Youth Work - Cinderella Services at the Cutting Edge
For years services for young people such as the Youth Development Service have been Surrey's Cinderella. Budgets have been cut, with staff posts left unfilled and then frozen.This year a re-organisation at the top takes away the Youth Development Officers who lead the work in each Borough and District and further managers, replacing all thirteen posts with just four operations managers to run youth work for the whole county.
The underlying Tory-inspired "logic" is that this will be all right, because in any case there's going to be a huge reduction in the services that Surrey provides for its young people. By 2013-2014 there will be 30% less money than in 2009-2010, with £6m cut from the current £18.4m budget.
They plan to do this through the 'Transformation Project'. By means of 'co-production', the theory is that as yet undefined partners and agencies will provide services more cheaply and effectively than Surrey County Council could.. Good, targeted services will be commissioned for those who need them, whilst the statutorily required 'universal offer' of activities for all young people will be demonstrated to still exist, but will not generally be provided - or paid for - by Surrey County Council.

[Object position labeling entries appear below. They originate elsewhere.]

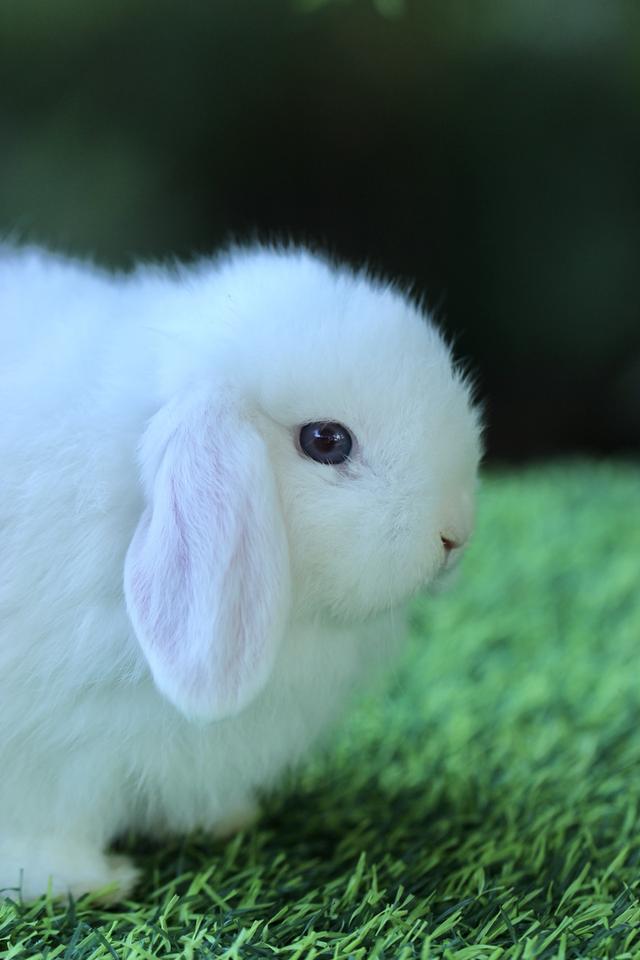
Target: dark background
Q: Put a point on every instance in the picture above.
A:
(489, 152)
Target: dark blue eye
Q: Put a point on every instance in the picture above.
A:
(326, 442)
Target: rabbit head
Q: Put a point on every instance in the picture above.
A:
(324, 466)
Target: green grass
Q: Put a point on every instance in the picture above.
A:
(483, 805)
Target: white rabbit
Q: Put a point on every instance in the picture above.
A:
(213, 479)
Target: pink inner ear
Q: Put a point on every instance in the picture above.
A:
(206, 574)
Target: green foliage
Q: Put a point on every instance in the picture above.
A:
(482, 805)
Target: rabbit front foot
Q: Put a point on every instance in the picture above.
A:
(32, 867)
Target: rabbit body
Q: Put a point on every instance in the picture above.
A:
(153, 501)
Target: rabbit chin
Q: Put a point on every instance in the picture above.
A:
(351, 602)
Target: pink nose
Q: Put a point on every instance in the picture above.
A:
(448, 543)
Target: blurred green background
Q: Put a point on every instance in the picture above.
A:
(487, 151)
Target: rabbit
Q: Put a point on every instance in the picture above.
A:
(217, 481)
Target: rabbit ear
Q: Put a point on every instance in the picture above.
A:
(206, 575)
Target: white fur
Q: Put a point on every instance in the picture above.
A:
(124, 395)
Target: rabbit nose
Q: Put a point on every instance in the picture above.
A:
(448, 543)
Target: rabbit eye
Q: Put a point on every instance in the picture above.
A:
(326, 442)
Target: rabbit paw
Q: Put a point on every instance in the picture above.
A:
(30, 869)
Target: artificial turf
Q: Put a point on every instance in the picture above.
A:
(482, 803)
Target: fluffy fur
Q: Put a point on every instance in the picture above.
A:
(185, 599)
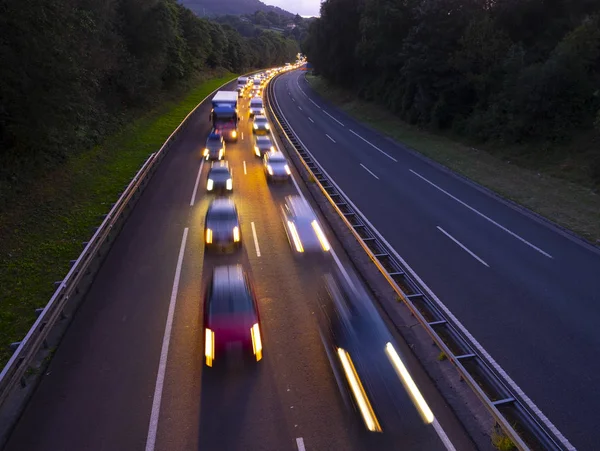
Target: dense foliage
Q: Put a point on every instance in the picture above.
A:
(72, 69)
(213, 8)
(295, 27)
(513, 71)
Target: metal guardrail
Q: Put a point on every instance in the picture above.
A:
(518, 417)
(33, 351)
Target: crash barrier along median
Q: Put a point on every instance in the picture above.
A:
(525, 425)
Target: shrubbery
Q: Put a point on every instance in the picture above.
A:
(515, 71)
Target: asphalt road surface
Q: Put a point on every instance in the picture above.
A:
(527, 291)
(130, 374)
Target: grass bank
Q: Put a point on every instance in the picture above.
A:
(43, 229)
(569, 200)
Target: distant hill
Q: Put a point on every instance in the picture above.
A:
(213, 8)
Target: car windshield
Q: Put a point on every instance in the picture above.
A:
(230, 299)
(277, 159)
(219, 171)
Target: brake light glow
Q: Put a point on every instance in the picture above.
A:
(209, 346)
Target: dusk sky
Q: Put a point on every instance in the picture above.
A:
(302, 7)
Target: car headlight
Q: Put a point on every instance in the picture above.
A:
(295, 237)
(322, 239)
(256, 341)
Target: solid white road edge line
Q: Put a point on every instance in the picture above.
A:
(447, 311)
(162, 367)
(196, 185)
(367, 169)
(373, 145)
(463, 246)
(255, 239)
(483, 216)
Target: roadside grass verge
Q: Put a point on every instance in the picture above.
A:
(568, 200)
(44, 228)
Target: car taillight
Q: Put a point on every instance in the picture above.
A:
(209, 346)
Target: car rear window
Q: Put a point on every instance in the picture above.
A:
(230, 299)
(222, 215)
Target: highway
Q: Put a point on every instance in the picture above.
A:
(527, 291)
(130, 374)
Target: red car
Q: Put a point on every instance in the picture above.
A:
(231, 319)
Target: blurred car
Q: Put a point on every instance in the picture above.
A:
(369, 369)
(261, 125)
(302, 228)
(219, 178)
(222, 225)
(231, 317)
(276, 167)
(262, 145)
(257, 107)
(215, 147)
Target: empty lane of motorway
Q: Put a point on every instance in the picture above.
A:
(121, 380)
(528, 292)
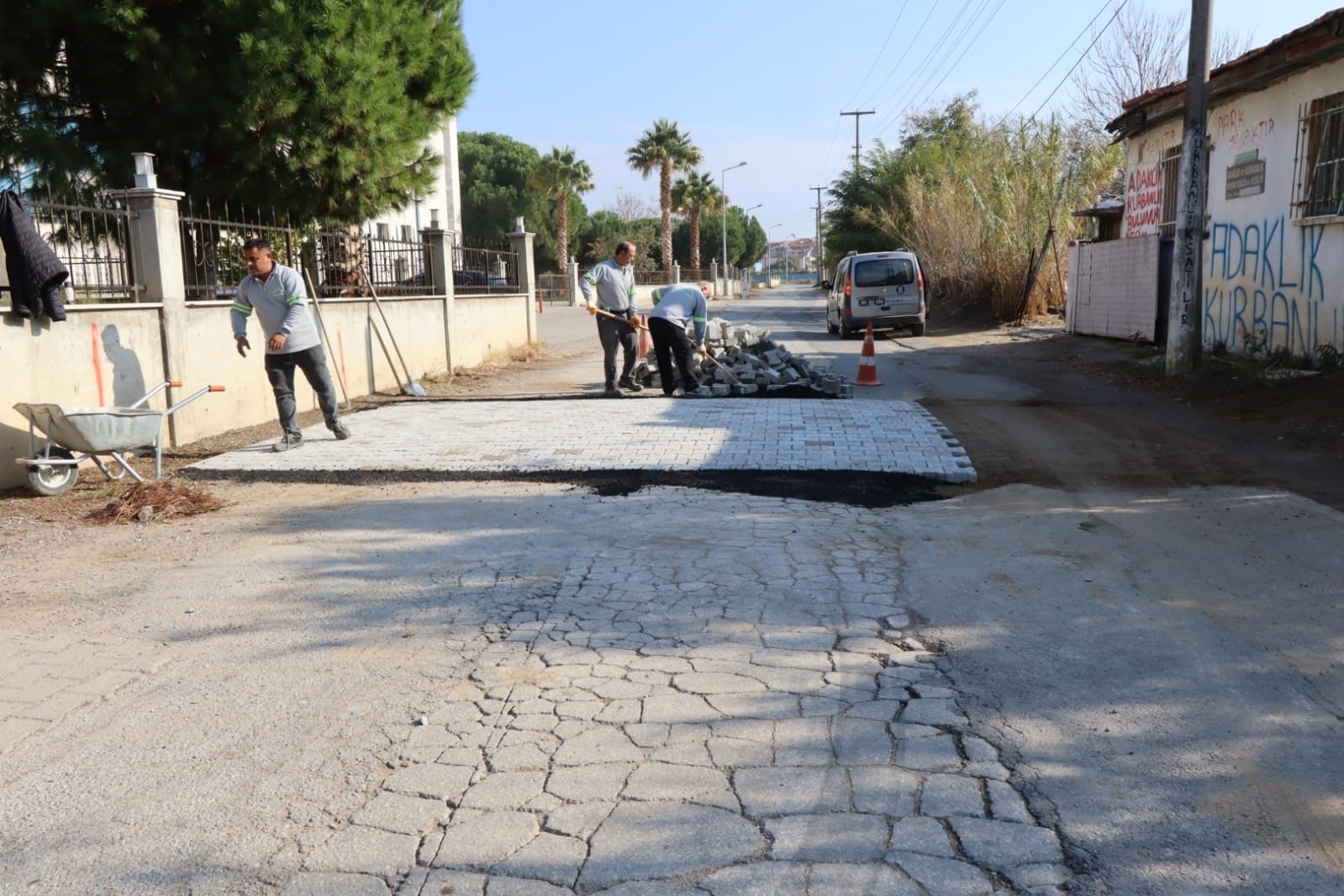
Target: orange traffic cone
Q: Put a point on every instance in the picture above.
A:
(868, 361)
(646, 340)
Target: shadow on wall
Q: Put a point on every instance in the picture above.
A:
(128, 379)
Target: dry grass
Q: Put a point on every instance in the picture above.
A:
(167, 498)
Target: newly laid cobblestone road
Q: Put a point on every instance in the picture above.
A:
(644, 433)
(757, 718)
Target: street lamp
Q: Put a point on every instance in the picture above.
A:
(724, 188)
(767, 242)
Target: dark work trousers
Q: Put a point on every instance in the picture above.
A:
(671, 341)
(312, 361)
(614, 334)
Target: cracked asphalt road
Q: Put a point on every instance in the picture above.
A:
(516, 688)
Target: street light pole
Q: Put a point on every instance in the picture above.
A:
(724, 188)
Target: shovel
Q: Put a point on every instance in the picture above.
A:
(617, 317)
(412, 386)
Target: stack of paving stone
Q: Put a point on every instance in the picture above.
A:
(757, 361)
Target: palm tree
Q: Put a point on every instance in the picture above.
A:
(559, 177)
(666, 150)
(695, 195)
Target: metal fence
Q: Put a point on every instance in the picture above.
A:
(484, 267)
(348, 260)
(213, 251)
(93, 244)
(556, 289)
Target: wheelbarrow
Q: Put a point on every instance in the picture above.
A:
(74, 435)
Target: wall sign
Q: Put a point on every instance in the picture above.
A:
(1246, 175)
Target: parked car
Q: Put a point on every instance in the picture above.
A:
(884, 289)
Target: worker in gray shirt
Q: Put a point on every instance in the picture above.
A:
(613, 281)
(277, 294)
(679, 305)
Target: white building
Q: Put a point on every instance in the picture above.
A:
(1273, 266)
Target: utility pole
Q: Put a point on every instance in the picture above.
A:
(820, 254)
(856, 114)
(1184, 324)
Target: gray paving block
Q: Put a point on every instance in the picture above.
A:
(504, 790)
(599, 745)
(673, 709)
(944, 876)
(430, 779)
(578, 820)
(781, 792)
(933, 712)
(861, 742)
(641, 841)
(928, 754)
(401, 813)
(946, 795)
(588, 783)
(921, 835)
(1003, 846)
(828, 837)
(850, 880)
(661, 782)
(365, 851)
(328, 884)
(551, 857)
(482, 841)
(758, 879)
(884, 790)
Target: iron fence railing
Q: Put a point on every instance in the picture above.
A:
(556, 289)
(484, 269)
(350, 257)
(94, 246)
(213, 251)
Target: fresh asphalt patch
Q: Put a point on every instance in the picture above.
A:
(864, 489)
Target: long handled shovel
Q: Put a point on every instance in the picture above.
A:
(415, 388)
(318, 309)
(617, 317)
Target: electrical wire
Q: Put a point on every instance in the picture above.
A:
(878, 58)
(1032, 89)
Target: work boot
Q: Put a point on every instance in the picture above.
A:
(291, 441)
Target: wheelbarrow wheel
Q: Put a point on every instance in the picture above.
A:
(50, 480)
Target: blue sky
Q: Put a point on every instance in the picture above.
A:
(765, 82)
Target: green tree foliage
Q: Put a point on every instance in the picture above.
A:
(693, 197)
(975, 200)
(495, 171)
(746, 238)
(320, 109)
(561, 177)
(666, 150)
(605, 229)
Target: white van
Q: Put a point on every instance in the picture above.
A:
(883, 289)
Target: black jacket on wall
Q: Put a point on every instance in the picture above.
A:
(35, 271)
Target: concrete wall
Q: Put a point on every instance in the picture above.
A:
(1113, 287)
(1269, 280)
(108, 355)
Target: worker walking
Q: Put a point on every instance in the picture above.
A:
(679, 305)
(613, 282)
(277, 294)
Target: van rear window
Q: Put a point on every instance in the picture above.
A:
(884, 271)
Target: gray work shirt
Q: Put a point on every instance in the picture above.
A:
(614, 287)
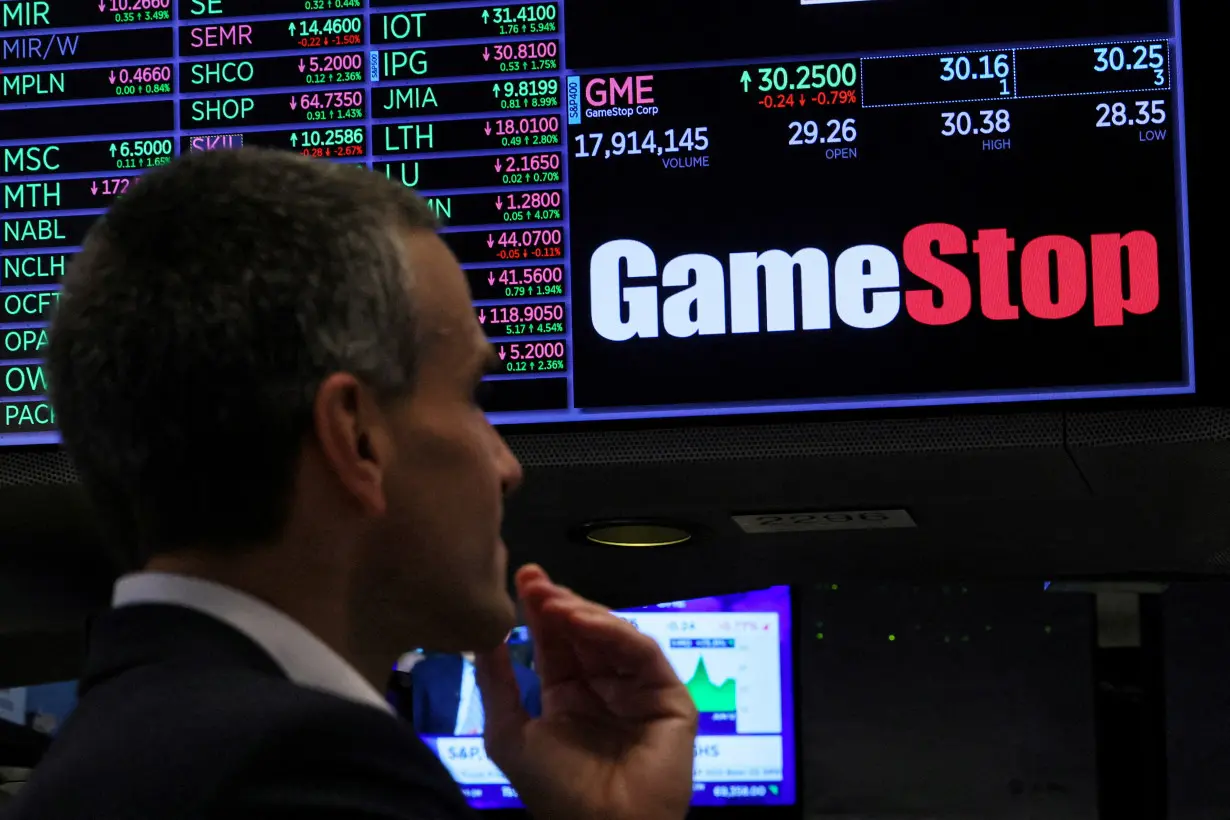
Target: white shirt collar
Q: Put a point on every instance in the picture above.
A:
(303, 657)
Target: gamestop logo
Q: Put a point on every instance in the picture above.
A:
(1116, 273)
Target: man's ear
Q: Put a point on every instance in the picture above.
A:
(353, 435)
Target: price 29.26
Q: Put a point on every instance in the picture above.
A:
(636, 143)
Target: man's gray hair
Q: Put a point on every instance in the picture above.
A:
(201, 317)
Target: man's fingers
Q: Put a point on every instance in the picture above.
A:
(554, 658)
(501, 696)
(616, 647)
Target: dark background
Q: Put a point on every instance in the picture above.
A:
(1062, 176)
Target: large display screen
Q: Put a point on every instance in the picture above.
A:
(733, 653)
(675, 208)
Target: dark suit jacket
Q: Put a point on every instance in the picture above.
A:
(182, 717)
(436, 686)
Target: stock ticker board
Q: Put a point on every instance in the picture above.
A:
(669, 209)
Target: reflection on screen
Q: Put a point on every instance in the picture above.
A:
(733, 653)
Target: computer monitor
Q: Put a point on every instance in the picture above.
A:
(733, 652)
(670, 209)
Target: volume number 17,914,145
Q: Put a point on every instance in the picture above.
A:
(636, 143)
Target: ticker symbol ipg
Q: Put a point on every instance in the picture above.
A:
(629, 95)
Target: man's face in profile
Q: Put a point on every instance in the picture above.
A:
(439, 548)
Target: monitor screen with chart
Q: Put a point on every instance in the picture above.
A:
(733, 653)
(669, 209)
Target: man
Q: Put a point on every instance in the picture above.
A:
(445, 700)
(265, 369)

The County Council admits that this approach is "somewhat untested, but at the cutting edge of public sector reform". They say "In accepting a co-production solution to meeting the needs of Surrey citizens, the council will be deciding to deliver services in a very different way. There may be huge organisational change in the integration of teams of different professionals and maybe the council will cease to employ professionals who work with young people at all."
That would indeed be a transformation, and not one that Liberal Democrats want to see attempted in the context of hurried and savage cuts.